Cross-discipline focus

The combined format reflects a view gaining ground across the sector: cyber security can no longer be handled effectively in isolated teams. Boards, regulators and executives now expect security leaders to show how defensive measures connect to business risk, operational continuity and software delivery.

That has widened the role of the Chief Information Security Officer and increased the need for coordination between cyber teams and business units. In many organisations, decisions about AI deployment, cloud migration, supplier management and industrial systems now carry security implications that cannot be managed by one function alone.

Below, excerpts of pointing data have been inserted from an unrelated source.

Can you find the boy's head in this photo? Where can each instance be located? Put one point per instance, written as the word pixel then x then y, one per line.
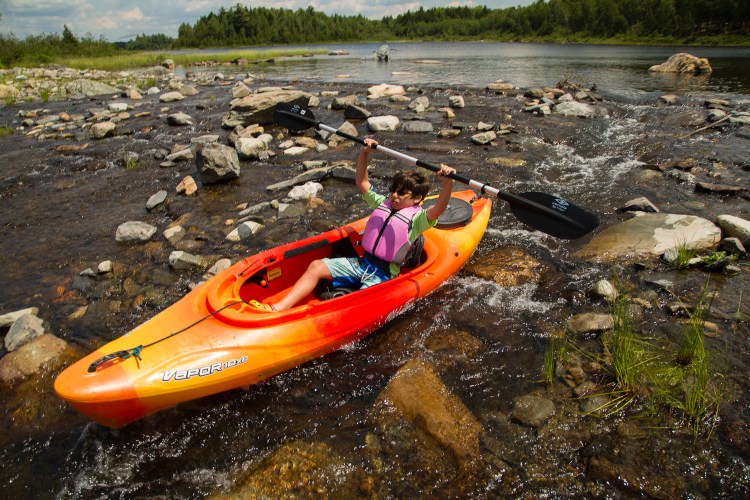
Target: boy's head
pixel 411 180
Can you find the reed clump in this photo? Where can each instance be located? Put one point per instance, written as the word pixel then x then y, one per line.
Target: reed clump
pixel 127 61
pixel 660 375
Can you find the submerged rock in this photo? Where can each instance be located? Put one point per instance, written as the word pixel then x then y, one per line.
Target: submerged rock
pixel 532 411
pixel 217 163
pixel 683 63
pixel 24 330
pixel 650 235
pixel 134 232
pixel 295 470
pixel 31 358
pixel 419 396
pixel 507 267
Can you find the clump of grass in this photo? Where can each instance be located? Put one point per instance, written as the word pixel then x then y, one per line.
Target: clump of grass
pixel 659 375
pixel 548 367
pixel 685 254
pixel 692 347
pixel 556 352
pixel 623 349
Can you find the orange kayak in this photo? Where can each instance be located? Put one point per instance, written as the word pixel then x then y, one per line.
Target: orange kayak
pixel 211 340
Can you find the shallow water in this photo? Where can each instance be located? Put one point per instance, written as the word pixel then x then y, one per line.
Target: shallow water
pixel 619 69
pixel 60 213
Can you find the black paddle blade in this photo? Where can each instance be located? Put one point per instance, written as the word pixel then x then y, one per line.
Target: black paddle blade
pixel 559 218
pixel 293 116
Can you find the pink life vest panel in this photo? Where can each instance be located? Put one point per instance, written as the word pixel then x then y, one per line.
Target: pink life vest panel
pixel 387 232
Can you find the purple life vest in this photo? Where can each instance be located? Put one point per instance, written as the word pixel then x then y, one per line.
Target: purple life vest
pixel 387 232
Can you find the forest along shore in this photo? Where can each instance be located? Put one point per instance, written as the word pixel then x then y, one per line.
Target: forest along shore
pixel 138 186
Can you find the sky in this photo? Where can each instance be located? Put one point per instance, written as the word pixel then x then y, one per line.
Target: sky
pixel 119 20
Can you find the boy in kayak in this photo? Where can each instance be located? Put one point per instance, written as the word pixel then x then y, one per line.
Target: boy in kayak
pixel 395 224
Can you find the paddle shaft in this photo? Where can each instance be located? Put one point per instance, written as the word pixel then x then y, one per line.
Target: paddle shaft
pixel 479 186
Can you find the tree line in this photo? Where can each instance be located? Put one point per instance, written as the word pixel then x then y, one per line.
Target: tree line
pixel 638 20
pixel 662 21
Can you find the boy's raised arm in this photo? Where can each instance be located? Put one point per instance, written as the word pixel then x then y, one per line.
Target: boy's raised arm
pixel 445 193
pixel 361 179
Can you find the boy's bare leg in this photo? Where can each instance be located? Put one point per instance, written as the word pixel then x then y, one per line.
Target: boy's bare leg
pixel 315 272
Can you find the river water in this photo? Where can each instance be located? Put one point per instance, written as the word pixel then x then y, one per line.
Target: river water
pixel 612 68
pixel 59 215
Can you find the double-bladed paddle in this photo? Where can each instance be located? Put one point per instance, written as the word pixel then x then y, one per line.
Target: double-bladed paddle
pixel 547 213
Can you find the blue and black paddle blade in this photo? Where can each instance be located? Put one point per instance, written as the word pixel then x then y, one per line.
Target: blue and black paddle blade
pixel 294 117
pixel 541 211
pixel 553 215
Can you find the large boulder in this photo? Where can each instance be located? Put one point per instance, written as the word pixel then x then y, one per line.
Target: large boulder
pixel 217 163
pixel 89 88
pixel 258 108
pixel 650 235
pixel 683 63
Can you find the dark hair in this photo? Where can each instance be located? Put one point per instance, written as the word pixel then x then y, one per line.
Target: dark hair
pixel 412 180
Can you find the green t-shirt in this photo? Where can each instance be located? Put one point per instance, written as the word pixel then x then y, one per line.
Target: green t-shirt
pixel 419 224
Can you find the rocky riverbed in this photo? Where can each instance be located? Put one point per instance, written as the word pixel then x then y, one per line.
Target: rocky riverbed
pixel 133 187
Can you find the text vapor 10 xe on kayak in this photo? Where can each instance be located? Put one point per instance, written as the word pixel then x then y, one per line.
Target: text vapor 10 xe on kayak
pixel 222 343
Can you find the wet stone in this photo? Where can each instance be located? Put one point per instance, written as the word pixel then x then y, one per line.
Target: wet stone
pixel 532 411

"Closer alignment across CISO, OT, cloud and application security is now essential. Security leaders are managing faster threats, broader attack surfaces and increasing accountability. Bringing these communities together creates the trust, visibility and shared understanding needed to respond effectively when it matters most," said Maddie Abe of Corinium Global Intelligence.

The speaker list includes executives and experts from Mercari, the Australian Signals Directorate, QBE, Downer, Victoria University, Telstra, St John of God Health Care, Northern Trust, Medibank, Ampol, Atlassian and EnergyAustralia. Around 50 speakers are expected to take part.

Practical agenda

A central theme across the programme is the use of practical frameworks and case studies rather than abstract discussion. Topics will range from board-level conversations about cyber risk to zero trust implementation and incident response.

That emphasis reflects wider demand from senior security leaders for material they can apply within their organisations. As threat activity grows and compliance burdens increase, many security executives are under pressure to deliver measurable outcomes while managing constrained budgets and legacy systems.

Bringing operational technology, cloud security and software security together under one umbrella also reflects the expansion of attack surfaces. Industrial networks, cloud estates and application development pipelines are now central to the resilience of large organisations, particularly in regulated sectors such as finance, healthcare, infrastructure and energy.

Australia's cyber security market has placed increasing attention on resilience planning as organisations deal with the effects of high-profile incidents, stricter reporting expectations and a tougher environment for critical systems. The Melbourne programme is aimed at that backdrop, with an agenda built around coordination between teams that have often worked to separate priorities.

Corinium Global Intelligence convenes executive-focused events and research communities in technology, data, information security and digital infrastructure. The combined Melbourne gathering is intended to give security and risk leaders a shared forum for these issues.

More than 500 senior cyber security, risk and technology professionals are expected to attend, alongside 50 speakers from industry, government and academia.